Ross Pearson vs. Chad Laprise Decision
Laprise out-landed Pearson and scored the better StrikeScore in all three rounds. Normally when this happens in fights that are largely contested on the feet, the media scorecards on MMADecisions line up nicely with the StrikeScore. However, in this case, nine journos had it for Pearson and only five had it for Laprise. Statistically it is hard to account for quality of landed strikes, so it is possible that the judges and the majority of writers thought Pearson was landing the better strikes. Still, in all three rounds, Laprise was throwing more and landing at a similar percentage.

Strange to see Chael Sonnen in grappling matches
In the 19 fights on Sonnen’s record tracked by FightMetric, he has been submitted six times. That means that 32 percent of his fights have ended in submission defeat.His opponents have registered submission attempts against him 22 times. On one hand, you could say that he has avoided nearly 73 percent of submission attempts against him. On the other hand, it is important to remember that FightMetric considers submission attempts to be nearly successful locks or chokes, not simply someone throwing their legs up for a triangle. Plus, Sonnen has never avoided submission when an opponent has registered at least three submission attempts.

Considering his shortcomings in the submission game, it is odd that Sonnen has now competed in two high profile grappling matches. In 2014, he submitted to two-time ADCC Superfight champion André Galvão. This past weekend, he fought to a draw with Michael Bisping at the preposterous UR Fight event.
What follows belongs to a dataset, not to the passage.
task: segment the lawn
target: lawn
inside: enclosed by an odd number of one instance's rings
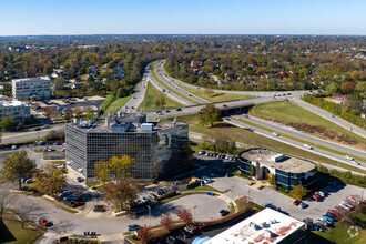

The bout with Bisping was largely uneventful. The two circled each other for much of the fight. Sonnen scored a takedown with less than a minute to go, but that was about it in terms of action. Sonnen has improved in the submission game over the course of his career, but it is still odd to see him in competitive grappling. The fact that grappling matches are outside the jurisdiction of athletic commissions means that fans should expect to see more bizarre fights in the future. For example, in April Rizin returns with Kazushi Sakuraba and Wanderlei Silva in tag team grappling action.